Its next aim is to increase production at its Croatian site and the firm is enhancing its many smaller Fresh Kitchen production sites around the world to improve distribution, especially to EU stores.
That said, Lush is far from a one-size-fits-all business and it said in the accounts statement that it has given the power of what to stock in the stores to the shop managers, “who are curating their stores to match local needs; and we are increasing their choice in the product ranges available”.
Lush is also increasing the number of locations “customers can shop with us opening more stores in the most successful and least volatile markets”. That means it’s anticipating new franchises in Italy and France and is working with new partners in India and Indonesia, due to open in 2026. It’s targeting around 30 outlets in these regions over the next decade, as well as more imminent expansion in Turkey and smaller markets such as Panama and Cyprus.

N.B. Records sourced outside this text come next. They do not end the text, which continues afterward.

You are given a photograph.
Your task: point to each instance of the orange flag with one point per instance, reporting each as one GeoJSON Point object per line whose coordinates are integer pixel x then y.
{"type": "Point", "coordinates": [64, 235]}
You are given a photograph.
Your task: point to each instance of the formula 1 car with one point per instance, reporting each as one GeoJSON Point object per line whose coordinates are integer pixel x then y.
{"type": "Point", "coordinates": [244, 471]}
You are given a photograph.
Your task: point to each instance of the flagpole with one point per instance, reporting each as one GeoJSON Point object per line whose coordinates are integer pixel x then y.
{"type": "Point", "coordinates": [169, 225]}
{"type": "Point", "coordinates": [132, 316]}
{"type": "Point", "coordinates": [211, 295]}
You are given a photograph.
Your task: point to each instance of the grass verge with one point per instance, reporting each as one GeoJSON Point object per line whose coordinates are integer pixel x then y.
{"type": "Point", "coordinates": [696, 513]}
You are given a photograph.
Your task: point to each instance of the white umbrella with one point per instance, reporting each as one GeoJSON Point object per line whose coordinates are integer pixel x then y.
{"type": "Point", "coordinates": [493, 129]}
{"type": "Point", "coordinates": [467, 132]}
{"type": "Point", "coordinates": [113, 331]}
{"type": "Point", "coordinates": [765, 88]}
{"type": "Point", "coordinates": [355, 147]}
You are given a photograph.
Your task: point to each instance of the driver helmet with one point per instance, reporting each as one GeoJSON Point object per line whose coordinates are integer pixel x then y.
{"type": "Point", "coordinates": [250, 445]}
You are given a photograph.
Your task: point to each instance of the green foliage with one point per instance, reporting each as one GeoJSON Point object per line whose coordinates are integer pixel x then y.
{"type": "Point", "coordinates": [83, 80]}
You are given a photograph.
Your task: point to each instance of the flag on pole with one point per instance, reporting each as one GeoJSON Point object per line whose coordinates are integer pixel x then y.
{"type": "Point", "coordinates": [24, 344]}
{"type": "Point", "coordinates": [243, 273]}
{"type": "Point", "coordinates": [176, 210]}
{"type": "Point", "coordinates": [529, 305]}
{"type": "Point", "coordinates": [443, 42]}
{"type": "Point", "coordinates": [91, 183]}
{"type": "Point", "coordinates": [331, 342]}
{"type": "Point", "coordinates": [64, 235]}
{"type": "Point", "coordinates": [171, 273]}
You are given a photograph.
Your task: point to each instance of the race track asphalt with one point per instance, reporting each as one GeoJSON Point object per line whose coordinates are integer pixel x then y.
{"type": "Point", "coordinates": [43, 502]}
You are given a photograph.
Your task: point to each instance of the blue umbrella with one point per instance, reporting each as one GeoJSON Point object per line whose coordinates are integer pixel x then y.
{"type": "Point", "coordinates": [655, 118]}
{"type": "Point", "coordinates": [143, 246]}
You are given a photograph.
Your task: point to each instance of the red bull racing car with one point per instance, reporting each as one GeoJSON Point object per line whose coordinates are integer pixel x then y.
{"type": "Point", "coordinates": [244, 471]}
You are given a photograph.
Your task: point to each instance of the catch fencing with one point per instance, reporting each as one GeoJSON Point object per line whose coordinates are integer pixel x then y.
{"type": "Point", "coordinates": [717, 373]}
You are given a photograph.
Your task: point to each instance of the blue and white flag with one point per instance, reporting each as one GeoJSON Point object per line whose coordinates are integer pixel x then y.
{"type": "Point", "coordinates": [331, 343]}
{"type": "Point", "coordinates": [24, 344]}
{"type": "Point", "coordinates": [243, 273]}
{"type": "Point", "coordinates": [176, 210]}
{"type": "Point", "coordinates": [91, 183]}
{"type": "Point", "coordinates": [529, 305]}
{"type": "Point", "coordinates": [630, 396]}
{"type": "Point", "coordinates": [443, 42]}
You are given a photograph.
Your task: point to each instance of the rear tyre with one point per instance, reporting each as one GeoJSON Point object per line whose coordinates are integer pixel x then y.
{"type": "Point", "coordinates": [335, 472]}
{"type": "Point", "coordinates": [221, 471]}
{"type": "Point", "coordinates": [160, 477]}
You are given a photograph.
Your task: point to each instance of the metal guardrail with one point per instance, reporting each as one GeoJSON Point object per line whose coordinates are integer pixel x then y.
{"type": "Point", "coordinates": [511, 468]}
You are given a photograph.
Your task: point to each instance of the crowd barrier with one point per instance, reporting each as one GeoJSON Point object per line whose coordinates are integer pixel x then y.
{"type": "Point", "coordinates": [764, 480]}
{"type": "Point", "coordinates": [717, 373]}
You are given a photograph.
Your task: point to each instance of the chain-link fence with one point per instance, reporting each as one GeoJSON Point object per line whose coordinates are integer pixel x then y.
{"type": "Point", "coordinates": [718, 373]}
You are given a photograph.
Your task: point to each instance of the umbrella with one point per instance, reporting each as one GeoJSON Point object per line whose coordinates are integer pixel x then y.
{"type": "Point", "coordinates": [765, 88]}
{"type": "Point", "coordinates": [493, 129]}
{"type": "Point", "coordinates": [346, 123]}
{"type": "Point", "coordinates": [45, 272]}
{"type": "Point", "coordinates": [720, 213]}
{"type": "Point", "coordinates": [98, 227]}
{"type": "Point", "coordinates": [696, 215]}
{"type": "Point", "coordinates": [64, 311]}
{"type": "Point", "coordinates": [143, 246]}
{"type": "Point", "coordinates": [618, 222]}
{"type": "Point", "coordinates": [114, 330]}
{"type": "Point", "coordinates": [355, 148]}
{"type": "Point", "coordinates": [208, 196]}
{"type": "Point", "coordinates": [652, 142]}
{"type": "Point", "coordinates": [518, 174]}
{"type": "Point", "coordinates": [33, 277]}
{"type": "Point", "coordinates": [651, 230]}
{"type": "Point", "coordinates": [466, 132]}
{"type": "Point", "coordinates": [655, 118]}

It stressed that while many of its competitors have closed large parts of their shop estates over the past three years, Lush is staying with the model of being available to its customers in as many places as possible. Reopening Russia remains “off-limits” as does expansion into mainland China for the time being, “despite positive changes in attitude towards compulsory animal testing”.
The company is also exploring a Lush hotel with a British partner.
Late 2024 and 2025 so far have seen a lot of changes at big businesses since Donald Trump became US president but the company also highlighted that while many businesses are using “changes in political values as an excuse to return to their true form,” it remains “steadfast in our commitment to regenerating life and leaving the world lot than we found it for people, animals and the environment”.